Historia ilustrada
La flauta mágica de Krishna
2–7 años
Otoño en Vrindavan. Krishna toca la flauta: las vacas se quedan quietas, los pavos reales bailan y las nubes Le dan sombra.
Texto completo de la historia
Llegó el otoño a Vrindavan, y el bosque se volvió muy hermoso.
En los ríos florecían los lotos, y el aire olía a frescura.
Los pavos reales bailaban con sus colas brillantes abiertas, y las abejas zumbaban alegres, volando de flor en flor. Todo alrededor parecía respirar felicidad y amor, porque Vrindavan es un lugar donde cada brizna de hierba está llena de belleza y amor divinos.
Krishna, Balarama y sus amigos pastoreaban juntos las vacas. Sonriendo, Krishna dijo: «Balarama, ¡mira qué bonito está el bosque! Escucha, voy a tocar Mi flauta». Balarama respondió contento: «¡Adelante, Krishna! Tu música siempre hace felices a todos».
Krishna se llevó la flauta a los labios y empezó a tocar una melodía suave y hermosa. En cuanto sonaron las primeras notas, todos se quedaron quietos, escuchando embelesados.
Las vacas fueron más despacio y luego se detuvieron para escuchar la flauta. Abrieron mucho los ojos y levantaron las orejas para no perderse ni una nota. Parecía que se decían unas a otras lo bonita que era la música.
Los pavos reales abrieron sus colas de colores y se pusieron a bailar, zapateando de alegría, encantados por el sonido mágico.
Los monos dejaron de columpiarse en las lianas y se quedaron colgados en silencio, escuchando asombrados. Miraban a su alrededor, dándose cuenta de que era Krishna quien tocaba, e intentaban verlo entre los árboles. Todos los animales sonreían, inmóviles, cautivados por la música mágica de la flauta.
Lalita dijo entusiasmada: «¿Lo has oído? ¡Es Krishna tocando Su flauta!»
«¡Mi corazón se llena de alegría cuando Él toca!», respondió Radharani con felicidad.
Soñadora, Lalita continuó: «¡Y qué hermoso se ve! Lleva una pluma de pavo real en la cabeza, una guirnalda de flores perfumadas, ¡y Su ropa brilla como el sol!»
Radharani dijo, admirada: «¡Sí! Su música es tan mágica que hasta las nubes vienen a darle sombra».
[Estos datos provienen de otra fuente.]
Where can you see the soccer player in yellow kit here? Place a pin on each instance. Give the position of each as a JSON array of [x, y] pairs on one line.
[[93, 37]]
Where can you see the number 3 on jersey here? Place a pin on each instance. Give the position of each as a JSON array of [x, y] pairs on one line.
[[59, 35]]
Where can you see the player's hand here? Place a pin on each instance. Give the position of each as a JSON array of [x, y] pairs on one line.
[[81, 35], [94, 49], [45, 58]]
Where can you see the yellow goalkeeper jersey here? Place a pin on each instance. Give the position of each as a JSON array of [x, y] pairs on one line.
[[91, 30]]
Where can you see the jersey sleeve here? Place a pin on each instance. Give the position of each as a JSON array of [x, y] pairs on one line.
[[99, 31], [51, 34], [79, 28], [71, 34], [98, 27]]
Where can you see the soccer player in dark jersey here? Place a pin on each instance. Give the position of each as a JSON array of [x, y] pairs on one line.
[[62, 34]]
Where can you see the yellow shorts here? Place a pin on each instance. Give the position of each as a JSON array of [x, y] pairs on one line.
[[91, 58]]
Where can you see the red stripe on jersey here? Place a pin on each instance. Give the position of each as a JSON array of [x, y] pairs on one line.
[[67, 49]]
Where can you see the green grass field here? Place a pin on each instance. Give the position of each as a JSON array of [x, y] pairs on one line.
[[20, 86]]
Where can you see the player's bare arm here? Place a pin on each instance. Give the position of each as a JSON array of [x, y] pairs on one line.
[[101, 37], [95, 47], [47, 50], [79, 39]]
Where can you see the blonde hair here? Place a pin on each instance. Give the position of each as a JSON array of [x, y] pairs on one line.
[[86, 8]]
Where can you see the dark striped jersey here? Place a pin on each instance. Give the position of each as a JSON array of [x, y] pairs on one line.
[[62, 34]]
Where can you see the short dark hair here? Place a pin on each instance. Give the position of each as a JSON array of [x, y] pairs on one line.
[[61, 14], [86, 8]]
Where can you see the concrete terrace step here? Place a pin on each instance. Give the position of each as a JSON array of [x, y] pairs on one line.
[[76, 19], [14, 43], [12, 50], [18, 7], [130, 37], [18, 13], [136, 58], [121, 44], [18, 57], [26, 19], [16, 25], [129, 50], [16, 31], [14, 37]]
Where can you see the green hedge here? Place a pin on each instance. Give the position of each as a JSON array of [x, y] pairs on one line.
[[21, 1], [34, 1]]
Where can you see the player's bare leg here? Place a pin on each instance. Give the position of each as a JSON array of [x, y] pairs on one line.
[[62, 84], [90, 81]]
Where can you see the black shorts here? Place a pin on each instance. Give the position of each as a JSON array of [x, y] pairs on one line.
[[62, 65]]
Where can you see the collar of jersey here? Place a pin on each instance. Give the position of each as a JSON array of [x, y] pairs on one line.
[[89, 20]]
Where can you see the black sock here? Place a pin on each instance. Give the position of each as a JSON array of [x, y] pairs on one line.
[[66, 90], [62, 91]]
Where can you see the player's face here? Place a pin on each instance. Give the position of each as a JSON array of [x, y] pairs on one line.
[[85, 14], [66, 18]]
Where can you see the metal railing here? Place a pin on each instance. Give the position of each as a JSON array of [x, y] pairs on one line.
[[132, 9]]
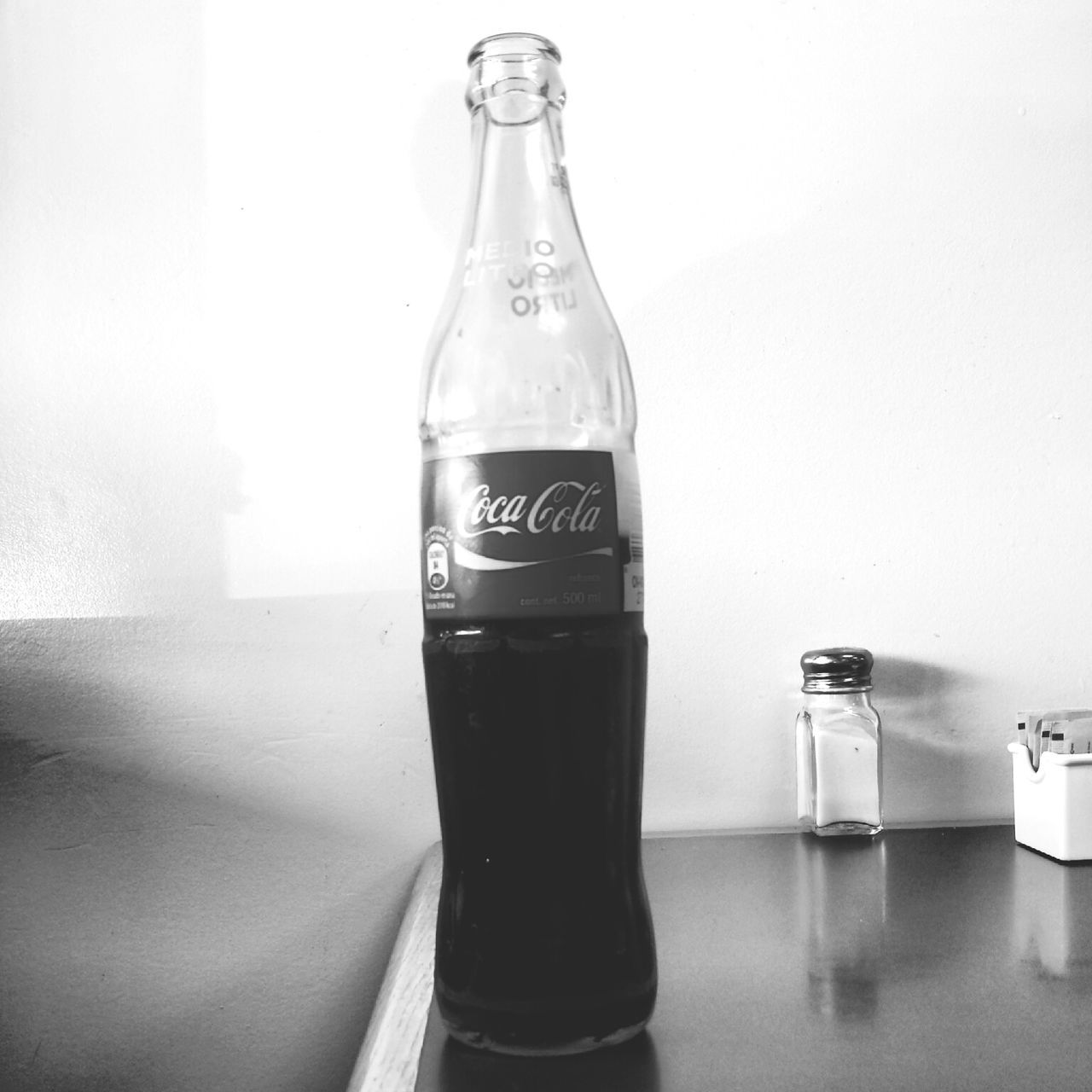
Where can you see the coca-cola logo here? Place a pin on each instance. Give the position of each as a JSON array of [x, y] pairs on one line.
[[561, 508]]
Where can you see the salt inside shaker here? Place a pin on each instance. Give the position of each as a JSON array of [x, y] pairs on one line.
[[839, 772]]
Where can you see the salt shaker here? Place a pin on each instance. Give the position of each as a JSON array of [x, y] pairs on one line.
[[839, 771]]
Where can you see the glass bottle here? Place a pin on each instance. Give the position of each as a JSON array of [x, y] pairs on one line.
[[532, 588], [839, 765]]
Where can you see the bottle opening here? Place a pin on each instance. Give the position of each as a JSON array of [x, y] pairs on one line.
[[517, 75], [514, 46]]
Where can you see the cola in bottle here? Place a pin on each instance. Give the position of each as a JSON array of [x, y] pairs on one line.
[[532, 584]]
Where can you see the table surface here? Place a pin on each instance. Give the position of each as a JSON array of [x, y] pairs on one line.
[[940, 958]]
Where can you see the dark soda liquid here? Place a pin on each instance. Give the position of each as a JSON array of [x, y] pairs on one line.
[[544, 937]]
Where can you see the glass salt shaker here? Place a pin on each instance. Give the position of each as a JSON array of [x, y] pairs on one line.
[[839, 771]]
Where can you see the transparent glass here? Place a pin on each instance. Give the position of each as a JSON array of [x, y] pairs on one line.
[[839, 764], [526, 353]]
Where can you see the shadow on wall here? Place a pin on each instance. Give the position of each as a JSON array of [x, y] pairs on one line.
[[931, 772]]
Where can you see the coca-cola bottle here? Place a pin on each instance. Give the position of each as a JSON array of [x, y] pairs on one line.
[[533, 591]]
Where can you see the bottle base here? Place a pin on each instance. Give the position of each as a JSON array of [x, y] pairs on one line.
[[846, 828], [482, 1041]]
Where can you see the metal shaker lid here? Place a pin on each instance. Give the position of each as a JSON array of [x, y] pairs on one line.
[[837, 671]]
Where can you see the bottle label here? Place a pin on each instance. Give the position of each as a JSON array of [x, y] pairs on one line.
[[523, 534]]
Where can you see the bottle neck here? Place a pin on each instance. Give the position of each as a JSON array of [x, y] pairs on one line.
[[521, 229], [853, 699]]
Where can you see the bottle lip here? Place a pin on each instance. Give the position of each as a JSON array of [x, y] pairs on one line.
[[514, 44]]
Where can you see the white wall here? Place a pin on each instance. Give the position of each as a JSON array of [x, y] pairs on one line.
[[850, 248]]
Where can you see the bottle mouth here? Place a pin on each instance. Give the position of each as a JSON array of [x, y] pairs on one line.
[[515, 75], [514, 46]]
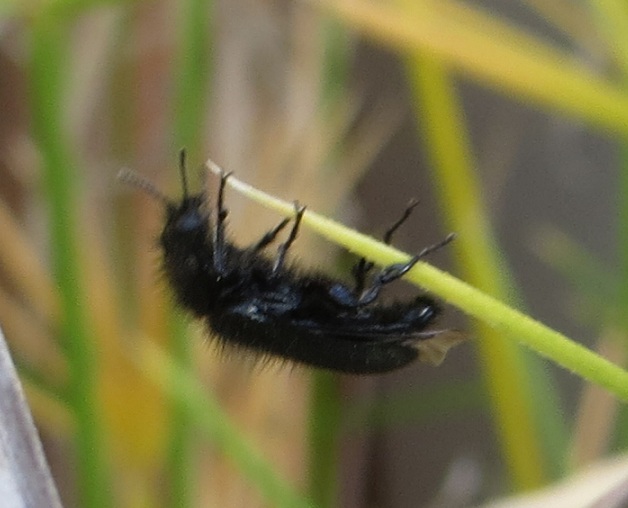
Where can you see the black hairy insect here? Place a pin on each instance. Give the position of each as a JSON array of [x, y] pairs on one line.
[[260, 302]]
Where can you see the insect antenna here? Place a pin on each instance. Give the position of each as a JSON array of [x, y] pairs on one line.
[[136, 180]]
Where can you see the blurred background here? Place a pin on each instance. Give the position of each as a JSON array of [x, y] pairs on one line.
[[507, 120]]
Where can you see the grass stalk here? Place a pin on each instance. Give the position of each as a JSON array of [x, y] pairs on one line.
[[60, 181]]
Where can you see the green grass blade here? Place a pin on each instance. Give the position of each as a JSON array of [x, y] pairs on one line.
[[513, 324], [208, 415], [60, 179]]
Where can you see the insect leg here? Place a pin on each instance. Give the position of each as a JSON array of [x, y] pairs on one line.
[[393, 272], [363, 267], [283, 248], [219, 230], [270, 236]]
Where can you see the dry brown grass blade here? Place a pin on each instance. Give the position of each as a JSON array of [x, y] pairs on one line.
[[25, 479]]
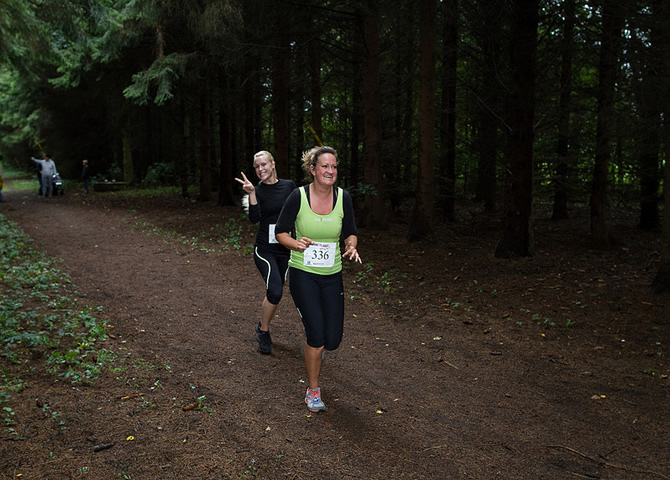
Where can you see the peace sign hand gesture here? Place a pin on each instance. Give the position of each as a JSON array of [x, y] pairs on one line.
[[247, 186]]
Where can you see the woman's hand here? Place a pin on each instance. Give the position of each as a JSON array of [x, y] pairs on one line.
[[247, 186], [302, 245], [352, 253], [292, 244]]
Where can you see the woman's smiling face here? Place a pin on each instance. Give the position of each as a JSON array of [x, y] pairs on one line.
[[264, 168], [325, 170]]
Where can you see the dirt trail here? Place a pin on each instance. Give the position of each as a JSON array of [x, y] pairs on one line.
[[416, 394]]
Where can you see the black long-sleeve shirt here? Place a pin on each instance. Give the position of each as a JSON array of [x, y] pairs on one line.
[[270, 198]]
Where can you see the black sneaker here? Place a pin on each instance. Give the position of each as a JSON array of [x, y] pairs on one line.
[[264, 340]]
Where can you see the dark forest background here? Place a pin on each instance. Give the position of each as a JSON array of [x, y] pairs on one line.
[[505, 103]]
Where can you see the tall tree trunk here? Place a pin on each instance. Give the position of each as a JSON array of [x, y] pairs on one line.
[[488, 95], [661, 282], [127, 145], [226, 175], [517, 238], [424, 203], [205, 143], [606, 84], [652, 85], [185, 150], [447, 156], [560, 210], [280, 96], [314, 55], [375, 217]]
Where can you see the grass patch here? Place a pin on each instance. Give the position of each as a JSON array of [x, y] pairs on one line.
[[41, 324]]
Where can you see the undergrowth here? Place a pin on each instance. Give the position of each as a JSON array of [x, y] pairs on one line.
[[41, 325]]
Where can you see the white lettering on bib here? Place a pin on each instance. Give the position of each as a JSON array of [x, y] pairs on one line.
[[271, 237], [320, 255]]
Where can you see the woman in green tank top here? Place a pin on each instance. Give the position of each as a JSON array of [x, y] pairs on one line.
[[320, 214]]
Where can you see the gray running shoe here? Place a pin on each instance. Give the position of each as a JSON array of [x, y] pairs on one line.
[[264, 340], [313, 400]]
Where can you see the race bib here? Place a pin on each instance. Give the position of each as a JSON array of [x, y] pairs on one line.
[[271, 236], [320, 255]]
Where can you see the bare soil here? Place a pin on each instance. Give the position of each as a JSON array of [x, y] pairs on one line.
[[454, 364]]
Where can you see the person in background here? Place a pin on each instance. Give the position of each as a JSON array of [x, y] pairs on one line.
[[38, 170], [265, 202], [48, 171], [85, 175], [320, 214]]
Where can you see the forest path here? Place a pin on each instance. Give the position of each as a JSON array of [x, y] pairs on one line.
[[406, 399]]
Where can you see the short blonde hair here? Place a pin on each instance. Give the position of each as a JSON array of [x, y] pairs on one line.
[[311, 156]]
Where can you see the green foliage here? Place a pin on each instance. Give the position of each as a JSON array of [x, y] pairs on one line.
[[39, 317], [159, 174], [159, 78]]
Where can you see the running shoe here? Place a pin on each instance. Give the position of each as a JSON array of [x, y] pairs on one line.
[[313, 400], [264, 340]]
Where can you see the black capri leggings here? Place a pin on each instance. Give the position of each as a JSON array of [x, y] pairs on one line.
[[320, 303], [273, 269]]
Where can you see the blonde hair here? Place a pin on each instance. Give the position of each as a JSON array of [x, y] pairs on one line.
[[311, 156], [265, 153]]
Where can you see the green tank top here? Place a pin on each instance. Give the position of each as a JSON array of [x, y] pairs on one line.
[[324, 258]]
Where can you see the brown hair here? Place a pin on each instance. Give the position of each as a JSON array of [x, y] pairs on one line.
[[311, 156]]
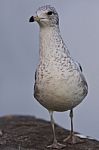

Allá arriba, las nubes flotaban suavemente por el cielo, hablando bajito entre ellas, listas para proteger a Krishna del sol, porque Él era su querido amigo.
Cerca de allí, el río Yamuna fluía con gracia y ofrecía a Krishna sus flores más hermosas, deseando regalarle todos sus lotos.
Mientras Krishna tocaba la flauta, Vrindavan se llenó de felicidad. Hasta los pájaros y los árboles se sentían alegres solo por estar cerca de Él. Todos parecían responderle con el corazón agradecido, dándole las gracias por hacer su mundo más feliz. Krishna sonrió y tocó la última melodía. Todos aplaudieron y bailaron de alegría al son de la música dulce y feliz.
Krishna dijo con dulzura: «¡Esta música es un regalo para todos los que Me aman!»